La faiblesse du financement des PME privées en question
La réforme prônée par le staff de Ali Benflis semble surtout s’inquiéter des faibles performances du secteur bancaire public en matière de financement des PME privées .L’ensemble des mesures proposées par l’ancien premier ministre «devrait avoir en particulier pour résultat de dynamiser la distribution de crédit et d’augmenter de 50% la part des crédits bancaires aux PME à l’horizon 2019 ». Dans le but de parvenir à ce résultat ,des mesures complémentaires devront réaliser la « fusion des organismes de garantie de crédit (CGPME, FGAR) en une seule agence de garantie qui sera mise en conformité avec les normes des organismes de garantie de crédit en vigueur dans les pays avancés » et «achever la mise en place de toutes les centrales d’information de crédit, de paiement et de défaut de paiement » . Rappelons que les fonds de garantie ont été créés et sont opérationnels depuis quelques années.
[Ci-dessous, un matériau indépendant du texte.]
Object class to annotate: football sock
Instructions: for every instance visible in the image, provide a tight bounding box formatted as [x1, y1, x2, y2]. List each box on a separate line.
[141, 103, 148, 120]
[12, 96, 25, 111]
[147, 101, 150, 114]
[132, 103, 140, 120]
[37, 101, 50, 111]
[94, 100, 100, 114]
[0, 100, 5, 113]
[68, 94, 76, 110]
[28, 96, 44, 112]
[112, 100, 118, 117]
Leur démarrage s’avère cependant laborieux, et le nombre d’entreprises que compte leur portefeuille ne dépasse pas quelques centaines. Le plus important d’entre eux est la Caisse de garantie des crédits d’investissement aux PME (CGPME). Son directeur général est un banquier chevronné, Ammar Daoudi, qui nous déclarait voici quelques mois : “Les banques ne peuvent plus refuser un bon projet pour absence ou insuffisance de garanties. A condition cependant, ajoutait-il, que les banques commerciales prennent la bonne habitude d’intégrer ce nouveau dispositif dans leurs procédures d’octroi de crédits. Ce qui est loin d’être le cas pour le moment. Le décollage attendu en 2011 et 2012 n’a pas eu lieu. Le niveau d’activité du fonds est toujours très en deçà des attentes exprimées par les pouvoirs publics. Un constat confirmé par le DG du FGAR, Abdelhalim Hamidi, qui nous confiait, en marge d’un séminaire réuni à l’hôtel El-Aurassi que “les banques ne sont pas actuellement suffisamment motivées par le nouveau dispositif”.